Sycamore in the Stony Brook
I feel like every once in a while you can appreciate nature in small doses. Nature has become big and that's not just because it's marketing team got better (we can thank National Geographic for that certainly). People wanting to "experience" the great outdoors, buying organic food, life listing rare and unusual species, hunting locavores (as in locavores hunting for wild food, not Ted Nugent's third favorite thing to shoot from a helicopter), and many other grandiose and specific things.

Taking a sip
While it certainly feels amazing knowing just how maple sap rises due to temperature fluctuations or why amphibians can breathe through their skin, taking time to appreciate a moment of pure presence can impress upon someone all the more. Take for example Monarch butterflies (Danaus plexippus).

You see them gliding along passageways of tarmac and concrete, flapping furiously along roadsides looking to refuel not at Micky D's or Starbucks, but upon milkweed and Joe Pye (Eutrochium purpureum). Their wings crafted as if from tissue paper on stiffened board with the intention of doing something insane. These delicately tensile creatures migrate thousands of miles from the northern states into the coniferous forests of central Mexico and they do it all within a few months.

Trees offer brief glimpses as well mainly because they don't move and a rapid change for them is slow for us. Many people cram themselves into cars at this time of year to gaze lovingly at the hues of birch, maple, and eventually oak. But my favorite thing to look for in trees are squirrels. They can be really hard to spot as branches jiggle and jive to their hurried searching. Hop, hop, jump! Then onto the next branch, running, scaling, and leaping. They're so plentiful now that even outside the apartment, I sometimes see their shadows as they bounce along the roof. We have one that lives near the bins that my girlfriend nicknamed "Midnight". As one of the many black squirrels that make Syracuse their home, Midnight excels in pilfering the lost treats and excess dropped off by us wasteful primates. Just the other day, I saw the little rascal running off with a huge slice of pizza!

Scatter
Another favorite of mine to watch are the Ring-billed Gulls (Larus delawarensis). Ubiquitous scavengers of the parking lot, they crow complainingly at their rotten luck and hang about like dispossessed youths, waiting to grasp a scrap dropped from less discerning hands. I saw less of them today due to the pouring rain but as I drove home from work, I noticed one walking away from a pedestrian. Well, it wasn't really walking. When Ring-bills speed walk, they look prissy, stuck up almost. As this Ring-bill cleared the pedestrian, it turned around and watched her go.

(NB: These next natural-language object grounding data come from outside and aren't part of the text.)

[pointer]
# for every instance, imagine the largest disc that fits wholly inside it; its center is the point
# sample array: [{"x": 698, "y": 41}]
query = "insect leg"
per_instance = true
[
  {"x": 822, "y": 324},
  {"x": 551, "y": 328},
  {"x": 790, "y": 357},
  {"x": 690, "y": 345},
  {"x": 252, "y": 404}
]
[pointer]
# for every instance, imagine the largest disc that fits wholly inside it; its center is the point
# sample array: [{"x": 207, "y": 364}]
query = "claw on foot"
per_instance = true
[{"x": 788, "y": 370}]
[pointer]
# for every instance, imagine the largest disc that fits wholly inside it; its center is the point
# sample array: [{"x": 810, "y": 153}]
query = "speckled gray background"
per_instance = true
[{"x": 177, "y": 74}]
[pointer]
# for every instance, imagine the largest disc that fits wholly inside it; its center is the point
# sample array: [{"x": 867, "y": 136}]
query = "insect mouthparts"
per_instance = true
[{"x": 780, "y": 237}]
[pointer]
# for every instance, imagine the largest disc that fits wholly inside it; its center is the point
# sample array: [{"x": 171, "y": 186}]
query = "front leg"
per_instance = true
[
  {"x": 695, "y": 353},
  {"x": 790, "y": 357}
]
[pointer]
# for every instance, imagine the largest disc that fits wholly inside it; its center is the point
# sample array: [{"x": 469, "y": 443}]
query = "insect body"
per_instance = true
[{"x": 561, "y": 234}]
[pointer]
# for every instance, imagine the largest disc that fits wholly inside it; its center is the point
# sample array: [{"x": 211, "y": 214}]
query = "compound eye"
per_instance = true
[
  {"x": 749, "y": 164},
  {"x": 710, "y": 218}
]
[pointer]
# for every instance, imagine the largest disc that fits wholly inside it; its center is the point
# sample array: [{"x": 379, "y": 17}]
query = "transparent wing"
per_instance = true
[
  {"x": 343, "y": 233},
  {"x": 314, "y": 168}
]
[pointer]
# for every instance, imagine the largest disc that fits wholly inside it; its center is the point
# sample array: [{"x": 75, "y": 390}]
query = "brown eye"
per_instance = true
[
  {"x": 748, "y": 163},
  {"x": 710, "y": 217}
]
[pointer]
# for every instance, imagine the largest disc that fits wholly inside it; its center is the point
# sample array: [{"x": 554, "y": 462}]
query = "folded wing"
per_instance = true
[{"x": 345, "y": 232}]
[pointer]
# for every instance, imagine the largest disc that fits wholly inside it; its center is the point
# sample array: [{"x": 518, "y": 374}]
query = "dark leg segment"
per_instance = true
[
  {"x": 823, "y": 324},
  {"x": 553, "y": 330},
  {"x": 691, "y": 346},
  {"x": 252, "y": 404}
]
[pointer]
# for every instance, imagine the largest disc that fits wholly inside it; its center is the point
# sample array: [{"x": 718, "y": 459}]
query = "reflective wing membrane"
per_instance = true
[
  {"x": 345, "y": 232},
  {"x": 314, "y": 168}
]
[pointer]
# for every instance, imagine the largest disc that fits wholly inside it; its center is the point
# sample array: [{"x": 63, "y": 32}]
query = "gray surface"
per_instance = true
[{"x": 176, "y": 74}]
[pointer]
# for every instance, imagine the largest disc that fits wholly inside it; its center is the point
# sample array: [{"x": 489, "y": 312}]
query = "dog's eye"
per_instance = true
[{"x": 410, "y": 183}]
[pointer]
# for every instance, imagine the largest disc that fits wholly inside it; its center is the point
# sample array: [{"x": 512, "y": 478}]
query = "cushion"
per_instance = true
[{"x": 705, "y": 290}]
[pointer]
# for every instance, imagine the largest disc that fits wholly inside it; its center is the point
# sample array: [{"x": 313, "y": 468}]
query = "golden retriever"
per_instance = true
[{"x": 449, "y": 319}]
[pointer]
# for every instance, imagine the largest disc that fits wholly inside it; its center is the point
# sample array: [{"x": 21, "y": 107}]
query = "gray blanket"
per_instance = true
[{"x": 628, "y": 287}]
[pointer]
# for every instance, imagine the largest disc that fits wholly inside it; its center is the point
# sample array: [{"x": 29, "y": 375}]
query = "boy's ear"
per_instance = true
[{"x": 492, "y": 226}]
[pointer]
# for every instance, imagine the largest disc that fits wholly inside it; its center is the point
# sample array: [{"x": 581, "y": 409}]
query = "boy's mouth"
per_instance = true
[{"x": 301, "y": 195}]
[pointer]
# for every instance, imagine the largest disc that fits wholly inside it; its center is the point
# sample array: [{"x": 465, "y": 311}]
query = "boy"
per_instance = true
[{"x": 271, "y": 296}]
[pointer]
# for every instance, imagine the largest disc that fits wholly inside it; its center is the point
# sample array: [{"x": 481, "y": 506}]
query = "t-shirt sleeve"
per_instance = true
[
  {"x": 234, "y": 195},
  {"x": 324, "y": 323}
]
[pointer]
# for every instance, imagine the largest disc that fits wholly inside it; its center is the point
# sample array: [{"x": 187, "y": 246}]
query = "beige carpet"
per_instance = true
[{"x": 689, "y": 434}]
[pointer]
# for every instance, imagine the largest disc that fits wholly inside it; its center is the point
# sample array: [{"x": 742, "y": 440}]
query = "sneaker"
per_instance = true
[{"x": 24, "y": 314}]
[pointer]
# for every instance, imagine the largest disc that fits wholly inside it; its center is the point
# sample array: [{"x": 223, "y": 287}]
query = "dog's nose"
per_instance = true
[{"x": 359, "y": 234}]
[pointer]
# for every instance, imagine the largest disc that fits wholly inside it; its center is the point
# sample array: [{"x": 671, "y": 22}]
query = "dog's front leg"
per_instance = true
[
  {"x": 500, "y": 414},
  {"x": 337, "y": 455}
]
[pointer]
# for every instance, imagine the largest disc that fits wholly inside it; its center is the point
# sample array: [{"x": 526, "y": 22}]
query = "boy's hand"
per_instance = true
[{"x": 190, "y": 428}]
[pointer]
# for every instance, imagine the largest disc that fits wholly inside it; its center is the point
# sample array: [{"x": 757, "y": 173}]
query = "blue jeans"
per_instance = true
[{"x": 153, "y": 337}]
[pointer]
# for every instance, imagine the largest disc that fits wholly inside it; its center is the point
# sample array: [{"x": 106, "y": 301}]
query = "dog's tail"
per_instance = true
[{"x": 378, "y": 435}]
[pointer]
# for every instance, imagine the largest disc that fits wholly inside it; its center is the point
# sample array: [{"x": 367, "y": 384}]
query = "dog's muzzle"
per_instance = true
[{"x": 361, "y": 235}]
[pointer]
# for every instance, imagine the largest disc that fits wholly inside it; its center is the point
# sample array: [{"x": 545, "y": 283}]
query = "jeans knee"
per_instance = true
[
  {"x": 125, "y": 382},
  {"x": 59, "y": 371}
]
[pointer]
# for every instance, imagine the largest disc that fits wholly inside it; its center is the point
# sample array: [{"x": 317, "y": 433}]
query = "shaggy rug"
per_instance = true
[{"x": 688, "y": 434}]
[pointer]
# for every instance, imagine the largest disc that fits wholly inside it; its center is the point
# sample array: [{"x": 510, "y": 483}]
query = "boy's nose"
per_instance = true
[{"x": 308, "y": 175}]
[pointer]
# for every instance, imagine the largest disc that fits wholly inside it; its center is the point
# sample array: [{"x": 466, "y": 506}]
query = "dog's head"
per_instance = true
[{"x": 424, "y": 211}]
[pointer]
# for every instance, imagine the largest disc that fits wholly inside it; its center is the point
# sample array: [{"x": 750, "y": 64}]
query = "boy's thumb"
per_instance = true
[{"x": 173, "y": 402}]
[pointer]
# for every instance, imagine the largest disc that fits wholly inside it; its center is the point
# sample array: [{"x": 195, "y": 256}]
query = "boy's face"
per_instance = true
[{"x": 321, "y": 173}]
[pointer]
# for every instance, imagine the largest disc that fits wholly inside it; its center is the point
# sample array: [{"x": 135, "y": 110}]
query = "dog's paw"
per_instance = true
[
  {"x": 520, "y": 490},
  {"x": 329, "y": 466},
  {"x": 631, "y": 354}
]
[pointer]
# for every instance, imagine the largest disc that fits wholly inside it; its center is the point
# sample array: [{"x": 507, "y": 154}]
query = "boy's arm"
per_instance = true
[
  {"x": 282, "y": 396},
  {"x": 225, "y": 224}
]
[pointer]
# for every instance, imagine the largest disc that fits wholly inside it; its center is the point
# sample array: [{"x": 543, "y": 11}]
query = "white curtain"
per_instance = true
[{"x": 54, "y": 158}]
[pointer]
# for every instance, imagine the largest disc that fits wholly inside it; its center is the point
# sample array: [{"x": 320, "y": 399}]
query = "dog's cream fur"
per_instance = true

Their yellow eyes suggest a piercing, judgmental stare, but more than likely it was just studying her and whether to fly away from a potential threat.

I wonder if they think of us as more than strange two-legged animals that occasionally drop food for their consumption.

As the rain continues to pour outside the window, I reflect on these moments that I've shared here. I'll certainly notice more as the year trudges on, but in those moments, I will find peace and appreciation for those lives other than my own.